Figure 4 shows the time required for elephant flow detection. As can be seen from Figure 4, the time required by the ADU elephant flow detection method is far less than that required by the Hedera method, both at the millisecond level. This is because ADU adopts host network buffer monitoring mode. When a packet with the same destination address appears in the send buffer of a host that is larger than the elephant flow decision threshold, the ADU detection method can immediately detect the elephant flow and report it to the controller. But the Hedera elephant flow detection method takes dozens of times longer than the ADU method. This is because the main idea of the Hedera method is to periodically poll the samples and then analyze whether the flow of each link exceeds the elephant flow determination threshold. When an elephant flow is sent from the host, Hedera cannot detect it immediately but waits for several polling periods to determine that flow is an elephant flow.

Figure 5 shows the false reject rate. As can be seen from Figure 5, ADU and Mahout do not have false detection under various elephant flow thresholds, and the false reject rate is always 0. This is because the elephant flow detection methods used by ADU and Mahout both judge the elephant flow or mouse flow from the socket buffer queue detected by the terminal, so it is difficult to cause false detection. Hedera uses flow to poll the number of packets in each switch to identify the elephant flow. However, the number of data packets cannot obtain an accurate value, so there is a certain probability of misjudgment.

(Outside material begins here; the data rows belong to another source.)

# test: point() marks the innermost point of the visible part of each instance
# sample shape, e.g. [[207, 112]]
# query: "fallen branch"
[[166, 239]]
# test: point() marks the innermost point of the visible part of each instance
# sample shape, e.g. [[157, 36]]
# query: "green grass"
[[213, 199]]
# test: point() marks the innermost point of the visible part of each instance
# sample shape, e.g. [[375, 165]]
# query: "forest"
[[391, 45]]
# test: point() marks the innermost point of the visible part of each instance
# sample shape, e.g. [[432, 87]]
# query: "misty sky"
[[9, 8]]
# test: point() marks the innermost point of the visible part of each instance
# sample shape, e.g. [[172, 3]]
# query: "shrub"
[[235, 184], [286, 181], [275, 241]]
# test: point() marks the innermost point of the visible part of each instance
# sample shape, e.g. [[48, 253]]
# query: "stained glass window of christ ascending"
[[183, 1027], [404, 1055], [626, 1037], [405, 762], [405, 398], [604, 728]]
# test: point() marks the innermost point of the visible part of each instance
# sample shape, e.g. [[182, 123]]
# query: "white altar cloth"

Figure 6 shows the missing rate of elephant flow. It can be seen from Figure 6 that the missed detection rate of the ADU is always 0 under various decision thresholds, while the missed detection rate of Mahout, which also adopts the terminal detection and reporting mechanism, exceeds 0.1%. This is due to a defect in Mahout’s elephant flow reporting mechanism. The priority of the matching flow table of the elephant flow reported by the switch is the lowest. The controller’s default forwarding flow table has idle timeout duration and forced timeout duration. When host A sends a mouse flow Fm to host B for the first time, the switch will ask the controller for the forwarding path through the Packet_in message because it cannot find the forwarding flow table, and then the controller will send the default forwarding path to the relevant switch to establish the forwarding path from host A to host B. In the future, a forwarding path flow table from host A to host B will temporarily exist in the network. Before this flow table times out, the terminal can correctly identify the DSCP field in the first IP packet header of Fe. At this time, the forwarding flow table from host A to host B already exists in the network, and the priority of the DSCP flow table is lower than that of the forwarding flow table. If host A sends an elephant flow Fe to host B again, the packet of the elephant flow Fe cannot trigger the Packet_in message of the switch after reaching the switch, thus causing the elephant flow Fe to miss detection. Hedera caused a small amount of missed detection due to certain uncertainty in the detection process; especially when the threshold of elephant flow is low, the discrimination between elephant flow and mouse flow is low.

5. Conclusion

Based on the SDN framework and OpenFlow technology, this paper proposes a new ADU elephant flow detection method for elephant flow in the data center network. ADU detection relies on the Packet_in mechanism of the OpenFlow protocol. The switches can send information to the controller directly through the Packet_in message. Experiments show that the self-reported ADU detection mechanism implemented at the terminal can detect elephant flows with low consumption and high efficiency, thereby reducing network delay, improving network link utilization, and improving network performance.

Data Availability

No data were used to support this study.

Conflicts of Interest

The authors declare that there are no conflicts of interest regarding the publication of this paper.

Acknowledgments

This study was supported by the National Natural Science Foundation of China (no. 61572191) and Humanities and Social Sciences Research Program Youth Fund Project of the Ministry of Education of China (no. 20YJCZH020). The authors would like to thank Jing Zhang from Beihua University for polishing the paper.